India’s way of implementation of SEZ’s in the continent;
Considering the need to enhance foreign investment and promote exports from the country and realizing the need that a level playing field must be made available to the domestic enterprises and manufacturers to be competitive globally, the Indian Government had in April 2000 announced the introduction of Special Economic Zones policy in the country, deemed to be foreign territory for the purposes of trade operations, duties and tariffs. As of 2007, more than 500 SEZs have been proposed, 220 of which have been created. This has raised the concern of the World Bank, which questions the sustainability of such a large number of SEZs.
The Special Economic s in India closely follows the Chinese model.

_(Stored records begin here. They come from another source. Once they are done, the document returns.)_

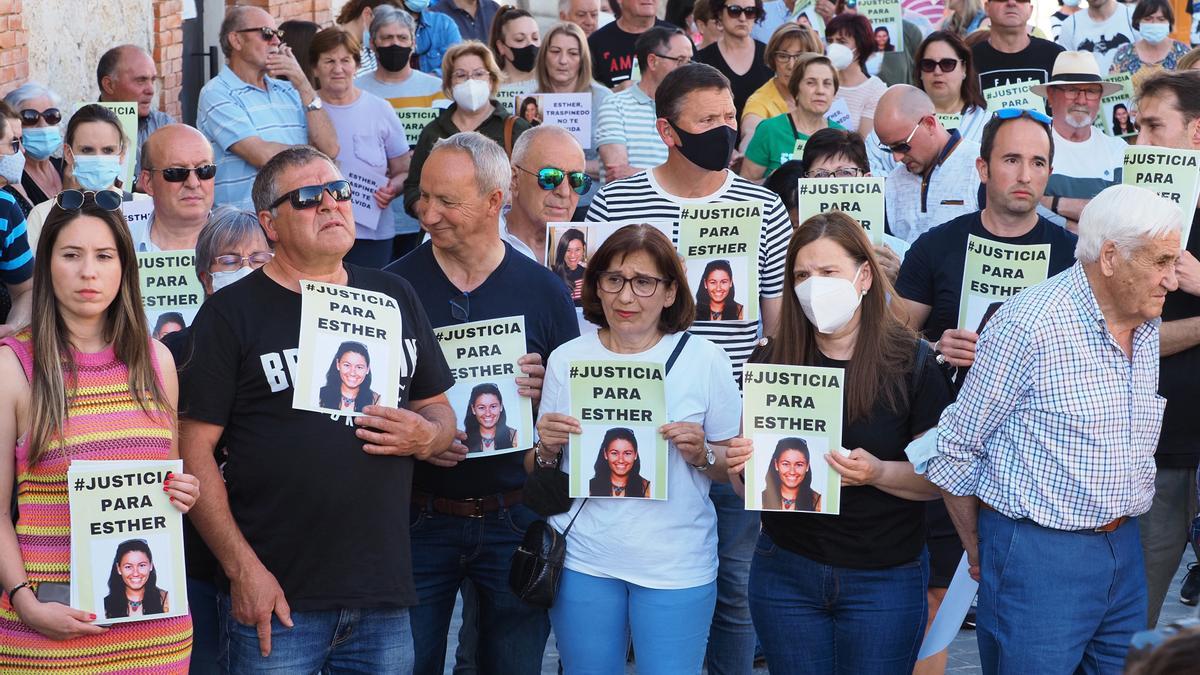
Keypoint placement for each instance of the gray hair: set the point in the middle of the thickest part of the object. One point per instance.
(387, 15)
(265, 189)
(492, 169)
(1126, 215)
(226, 227)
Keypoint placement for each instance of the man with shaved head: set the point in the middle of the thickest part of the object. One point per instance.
(935, 179)
(177, 172)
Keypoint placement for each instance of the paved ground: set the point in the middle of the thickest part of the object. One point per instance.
(964, 655)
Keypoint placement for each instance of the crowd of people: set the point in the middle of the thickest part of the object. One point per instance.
(1050, 429)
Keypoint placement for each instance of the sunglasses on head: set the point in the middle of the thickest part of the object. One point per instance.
(52, 117)
(179, 174)
(311, 195)
(75, 199)
(550, 178)
(930, 65)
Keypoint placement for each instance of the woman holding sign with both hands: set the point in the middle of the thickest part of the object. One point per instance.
(640, 566)
(88, 335)
(875, 549)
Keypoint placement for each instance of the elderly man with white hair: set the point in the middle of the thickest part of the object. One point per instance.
(1048, 458)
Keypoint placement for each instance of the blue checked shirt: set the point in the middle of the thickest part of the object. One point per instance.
(231, 111)
(1054, 423)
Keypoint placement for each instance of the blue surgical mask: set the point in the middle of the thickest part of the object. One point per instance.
(96, 172)
(41, 142)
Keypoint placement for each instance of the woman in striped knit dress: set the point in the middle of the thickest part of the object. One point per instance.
(85, 382)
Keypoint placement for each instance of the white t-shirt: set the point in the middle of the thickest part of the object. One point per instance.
(657, 544)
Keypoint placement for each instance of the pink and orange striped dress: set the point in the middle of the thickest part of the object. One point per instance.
(103, 423)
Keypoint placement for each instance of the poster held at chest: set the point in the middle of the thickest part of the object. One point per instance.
(792, 413)
(126, 542)
(483, 357)
(349, 354)
(621, 453)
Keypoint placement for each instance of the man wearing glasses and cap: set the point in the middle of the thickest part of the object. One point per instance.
(257, 106)
(1086, 159)
(473, 513)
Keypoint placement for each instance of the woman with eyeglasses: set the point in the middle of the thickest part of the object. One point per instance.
(814, 87)
(640, 567)
(88, 335)
(40, 117)
(472, 78)
(787, 43)
(370, 139)
(858, 579)
(738, 57)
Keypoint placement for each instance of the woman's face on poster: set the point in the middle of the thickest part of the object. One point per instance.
(135, 569)
(487, 410)
(353, 369)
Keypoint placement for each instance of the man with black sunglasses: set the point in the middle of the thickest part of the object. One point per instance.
(258, 106)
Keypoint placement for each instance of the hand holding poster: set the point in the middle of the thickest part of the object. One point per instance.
(349, 350)
(126, 542)
(621, 453)
(993, 273)
(1174, 174)
(861, 198)
(719, 243)
(483, 357)
(793, 416)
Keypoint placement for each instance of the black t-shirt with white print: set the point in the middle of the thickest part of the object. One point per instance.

India passed special economic zone act in 2005. In India, the government has been proactive in the development of the SEZs. They have formulated policies, reviewed them occasionally and have ensured that ample facilities are provided to the developers of the SEZs as well as to the companies setting up units in the SEZs.
The government of India launched its first SEZ in 1965, in Kandla, Gujarat. The incentives and facilities offered to the units in SEZs for attracting investments into the SEZs, including foreign investment include:-
Duty free import/domestic procurement of goods for development, operation and maintenance of SEZ units.
100% Income Tax exemption on export income for SEZ units under Section 10AA of the Income Tax Act for first 5 years, 50% for next 5 years thereafter and 50% of the ploughed back export profit for next 5 years.
Single window clearance for Central and State level approvals.
Exemption from State sales tax and other levies as extended by the respective regional Governments.
Exemption from customs/excise duties for development of SEZs.
Need for Ethiopia:
Ethiopia is located in south eastern side of Africa. It has a total land of 1120,000 sq Kms. It has only 7000 Sq Kms of water resources (0.6%). It has no coastal line. The monsoon is tropical. It has high plateau .It has much untapped reserves of minerals.
The land use consists of only 10% arable land, permanent crops accounting for only 0.65% .It is a country richly endowed with huge manpower and arable land. Much of its physical, human and natural resources potential are not yet exploited. Only 15 % of land mass is developed.
The mineral resource potential is high with gold, marble, copper, iron, zinc soda ash, is yet to be exploited. The level of development of manufacturing is at its infancy. There is wide scale hunger, poverty, illiteracy followed by unemployment and untapped natural resources. The process of industrialization is very slow.
Privatisation programmes in the country:
It is only 15 years since Ethiopia began moving from a state run economy to the market economy. The government has initiated a privatization programmed since 1995/96.The privatization programme is slowly gaining momentum. There is need for an innovative programme to overcome the problems speedily. The implementation of Special Economic Zones (SEZ) in the country can be good solution to overcome the problems.
Conclusions and suggestion:
The process can be initiated on a trial basis in some backward regions and tested for its performance.
Later it can be implemented in other parts of the country, if they are convinced about the results, especially with reference to foreign exchange crisis. The entry of foreign and multinational companies solves many of its economic and to some extent social problems of the country.